Quando a máquina chegou, bastava qualquer um ditar sua história
e ela traduzia para o estilo literário escolhido, forma e conteúdo
equilibrados, sem erro de digitação, gramática ou lógica. A primeira versão
trouxe opções de romance, conto e crônica. Era só o começo. O novo modelo,
lançado no ano seguinte, pôs à disposição dos novos escritores aplicativos para
poesia, ensaio e peças de teatro, cada um com um amplo cardápio de linhas a
serem seguidas, incluindo a linha ideológica, além de termo de adesão a
determinadas fontes do pensamento ocidental.
Caso o usuário esgote sua cota de personagens reais, a máquina
oferece um banco de personagens: sujeitos de nariz adunco, mulheres de olhar
macilento, gordas patuscas, pobres, ricos, párias da sociedade, enfim um
estoque que inclui protagonistas, oponentes e figurantes de qualquer origem,
todos embalados com suas falas e ações minuciosamente descritas. No mesmo site,
é possível adquirir um pano de fundo histórico, como sua rua (ver pelo CEP) ou
a Rússia do século 19.
A Máquina, cheia de sensores e censores, pode sugerir mudanças
no final ou em todo o texto, caso o usuário tenha dificuldade de expressar abstrações
ou tenha vida uma vida chata, ruim para biografia. Também pode achar a história
sem graça e salvá-la com um upgrade na forma e no detalhe, salpicando aqui e
acolá alguns penduricalhos proustianos.
A novidade causou grande impacto, mas trouxe contradições. O que
parecia uma questão restrita ao mundo literário e a seus poucos leitores, logo se
transformou num grande problema, inclusive no mundo digital. Todo mundo queria
escrever sua obra e escrevia, causando uma inflação de títulos na praça e na
nuvem, e dessa forma países inteiros passaram a ter mais autores do que
leitores. Ninguém se dá ao trabalho de comprar o livro do outro, pois prefere o
seu próprio, para reler e guardar como recordação.

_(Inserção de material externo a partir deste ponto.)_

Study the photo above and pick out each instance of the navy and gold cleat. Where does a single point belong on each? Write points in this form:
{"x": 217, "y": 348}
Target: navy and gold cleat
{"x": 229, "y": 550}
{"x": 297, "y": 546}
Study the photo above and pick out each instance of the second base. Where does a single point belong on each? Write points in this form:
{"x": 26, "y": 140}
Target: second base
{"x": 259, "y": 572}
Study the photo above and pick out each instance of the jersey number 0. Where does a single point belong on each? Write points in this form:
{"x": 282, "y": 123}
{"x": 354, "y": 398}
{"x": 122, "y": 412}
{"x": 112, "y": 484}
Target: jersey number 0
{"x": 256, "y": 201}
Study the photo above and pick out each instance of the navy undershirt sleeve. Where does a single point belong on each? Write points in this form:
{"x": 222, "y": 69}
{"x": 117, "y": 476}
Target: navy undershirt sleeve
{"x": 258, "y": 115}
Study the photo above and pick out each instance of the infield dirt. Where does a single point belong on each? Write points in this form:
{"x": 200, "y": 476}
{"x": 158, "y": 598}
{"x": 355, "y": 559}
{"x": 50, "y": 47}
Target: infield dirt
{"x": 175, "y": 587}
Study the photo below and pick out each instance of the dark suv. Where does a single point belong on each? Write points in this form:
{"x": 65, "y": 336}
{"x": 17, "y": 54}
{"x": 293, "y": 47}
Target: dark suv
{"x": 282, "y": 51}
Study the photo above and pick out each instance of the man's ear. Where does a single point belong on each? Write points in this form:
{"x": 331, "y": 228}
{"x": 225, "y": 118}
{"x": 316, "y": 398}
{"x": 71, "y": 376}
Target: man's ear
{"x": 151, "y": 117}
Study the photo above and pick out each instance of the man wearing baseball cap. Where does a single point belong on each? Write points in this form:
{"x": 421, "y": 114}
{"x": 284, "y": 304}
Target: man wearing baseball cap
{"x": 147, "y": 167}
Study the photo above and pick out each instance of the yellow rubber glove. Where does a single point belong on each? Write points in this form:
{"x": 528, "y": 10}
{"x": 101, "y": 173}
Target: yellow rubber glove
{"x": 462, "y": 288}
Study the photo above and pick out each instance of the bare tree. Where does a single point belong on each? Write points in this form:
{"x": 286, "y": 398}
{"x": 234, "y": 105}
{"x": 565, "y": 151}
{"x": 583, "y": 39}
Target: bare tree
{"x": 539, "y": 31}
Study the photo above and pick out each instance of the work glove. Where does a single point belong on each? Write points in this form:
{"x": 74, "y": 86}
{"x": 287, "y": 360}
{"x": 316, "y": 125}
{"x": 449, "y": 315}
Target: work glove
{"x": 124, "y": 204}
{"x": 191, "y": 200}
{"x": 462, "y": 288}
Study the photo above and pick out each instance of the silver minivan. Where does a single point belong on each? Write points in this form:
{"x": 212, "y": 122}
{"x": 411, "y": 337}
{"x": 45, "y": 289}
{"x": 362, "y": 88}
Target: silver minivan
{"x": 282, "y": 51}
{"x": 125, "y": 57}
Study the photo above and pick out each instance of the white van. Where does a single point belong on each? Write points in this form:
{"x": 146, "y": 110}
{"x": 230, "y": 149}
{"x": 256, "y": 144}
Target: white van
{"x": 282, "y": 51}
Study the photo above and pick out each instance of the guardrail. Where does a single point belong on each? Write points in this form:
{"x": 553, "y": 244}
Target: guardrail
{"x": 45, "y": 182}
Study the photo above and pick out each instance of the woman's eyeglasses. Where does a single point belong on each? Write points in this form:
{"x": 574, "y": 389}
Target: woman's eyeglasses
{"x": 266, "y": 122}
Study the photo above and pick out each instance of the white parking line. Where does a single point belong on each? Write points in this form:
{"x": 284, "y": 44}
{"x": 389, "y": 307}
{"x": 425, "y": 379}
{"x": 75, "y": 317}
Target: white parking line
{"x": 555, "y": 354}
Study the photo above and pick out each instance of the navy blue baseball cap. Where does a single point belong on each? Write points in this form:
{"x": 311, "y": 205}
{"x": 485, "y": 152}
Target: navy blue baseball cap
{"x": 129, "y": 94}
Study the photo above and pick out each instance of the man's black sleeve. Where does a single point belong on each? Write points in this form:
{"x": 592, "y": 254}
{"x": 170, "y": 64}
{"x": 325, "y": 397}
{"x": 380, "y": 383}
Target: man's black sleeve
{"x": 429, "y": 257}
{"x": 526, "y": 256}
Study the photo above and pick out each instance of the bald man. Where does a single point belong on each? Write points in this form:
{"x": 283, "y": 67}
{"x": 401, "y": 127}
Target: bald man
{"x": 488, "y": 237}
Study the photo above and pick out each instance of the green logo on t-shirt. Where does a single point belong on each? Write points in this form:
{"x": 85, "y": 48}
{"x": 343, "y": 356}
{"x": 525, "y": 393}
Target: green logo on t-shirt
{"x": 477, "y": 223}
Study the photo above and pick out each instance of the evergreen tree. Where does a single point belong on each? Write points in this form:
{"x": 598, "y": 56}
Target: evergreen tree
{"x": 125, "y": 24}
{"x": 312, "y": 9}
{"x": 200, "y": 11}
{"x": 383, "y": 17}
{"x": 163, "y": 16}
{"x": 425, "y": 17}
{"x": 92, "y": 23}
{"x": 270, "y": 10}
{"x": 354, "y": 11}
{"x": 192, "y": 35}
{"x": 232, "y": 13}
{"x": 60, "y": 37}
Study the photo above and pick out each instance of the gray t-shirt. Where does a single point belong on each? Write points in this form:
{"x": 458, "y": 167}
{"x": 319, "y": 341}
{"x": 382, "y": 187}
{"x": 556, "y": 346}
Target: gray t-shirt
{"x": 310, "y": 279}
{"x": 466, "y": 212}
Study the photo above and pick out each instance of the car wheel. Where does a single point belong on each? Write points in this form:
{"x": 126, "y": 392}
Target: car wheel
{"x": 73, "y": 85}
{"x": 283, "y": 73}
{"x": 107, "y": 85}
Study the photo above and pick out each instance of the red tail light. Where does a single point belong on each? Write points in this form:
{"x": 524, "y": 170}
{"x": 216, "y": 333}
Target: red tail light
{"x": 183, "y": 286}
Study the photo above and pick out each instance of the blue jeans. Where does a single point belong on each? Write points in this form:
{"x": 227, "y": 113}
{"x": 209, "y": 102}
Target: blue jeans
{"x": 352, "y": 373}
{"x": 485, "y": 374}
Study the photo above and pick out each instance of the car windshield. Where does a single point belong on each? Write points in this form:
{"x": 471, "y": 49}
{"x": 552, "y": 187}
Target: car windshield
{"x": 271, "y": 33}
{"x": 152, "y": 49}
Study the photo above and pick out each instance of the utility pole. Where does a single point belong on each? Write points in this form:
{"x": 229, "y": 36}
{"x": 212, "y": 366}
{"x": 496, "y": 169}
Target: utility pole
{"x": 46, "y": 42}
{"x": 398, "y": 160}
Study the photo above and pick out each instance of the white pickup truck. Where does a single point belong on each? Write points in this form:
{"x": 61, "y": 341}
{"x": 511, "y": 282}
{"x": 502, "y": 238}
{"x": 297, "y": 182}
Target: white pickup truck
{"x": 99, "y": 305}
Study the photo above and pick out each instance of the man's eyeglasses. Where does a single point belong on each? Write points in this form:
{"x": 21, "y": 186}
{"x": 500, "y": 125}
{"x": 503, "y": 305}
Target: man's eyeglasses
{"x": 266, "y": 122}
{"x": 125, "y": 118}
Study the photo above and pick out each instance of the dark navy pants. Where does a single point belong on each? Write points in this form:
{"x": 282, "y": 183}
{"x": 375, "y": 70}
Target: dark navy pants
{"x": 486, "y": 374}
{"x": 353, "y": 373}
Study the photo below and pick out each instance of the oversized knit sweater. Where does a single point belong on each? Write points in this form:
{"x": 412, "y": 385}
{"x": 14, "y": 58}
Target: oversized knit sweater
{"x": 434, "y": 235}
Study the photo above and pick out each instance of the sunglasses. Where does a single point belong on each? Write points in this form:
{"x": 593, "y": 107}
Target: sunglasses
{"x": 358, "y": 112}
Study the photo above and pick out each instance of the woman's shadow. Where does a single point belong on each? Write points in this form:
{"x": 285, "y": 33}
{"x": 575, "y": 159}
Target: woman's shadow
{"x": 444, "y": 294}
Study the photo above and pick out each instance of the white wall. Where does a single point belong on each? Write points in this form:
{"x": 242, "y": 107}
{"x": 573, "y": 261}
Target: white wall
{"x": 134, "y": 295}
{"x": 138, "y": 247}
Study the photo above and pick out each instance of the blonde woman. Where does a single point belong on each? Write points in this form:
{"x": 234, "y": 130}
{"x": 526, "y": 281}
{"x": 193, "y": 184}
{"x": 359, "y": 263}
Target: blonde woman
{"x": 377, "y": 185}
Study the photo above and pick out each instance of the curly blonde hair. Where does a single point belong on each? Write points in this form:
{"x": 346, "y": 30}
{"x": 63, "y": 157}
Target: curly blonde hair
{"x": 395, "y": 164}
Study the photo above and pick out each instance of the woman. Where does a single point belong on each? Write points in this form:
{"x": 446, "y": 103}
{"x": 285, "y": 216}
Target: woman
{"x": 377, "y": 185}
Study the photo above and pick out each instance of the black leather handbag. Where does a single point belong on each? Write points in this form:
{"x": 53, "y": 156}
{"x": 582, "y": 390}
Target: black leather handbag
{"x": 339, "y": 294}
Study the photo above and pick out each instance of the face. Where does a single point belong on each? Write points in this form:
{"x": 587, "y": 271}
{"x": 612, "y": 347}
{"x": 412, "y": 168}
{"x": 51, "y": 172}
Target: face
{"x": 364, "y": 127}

Os escritores mais antigos, acostumados a fazer esse trabalho
sozinhos, preferiram aposentar-se da literatura. Houve tentativas periféricas
de voltar aos métodos antigos, sem a máquina, mas naufragaram. Perdia-se muito
tempo para escrever um livro. Mas ainda há uma livraria artesanal, com
clássicos do período pré-Máquina. Fica ao lado de um antiquário.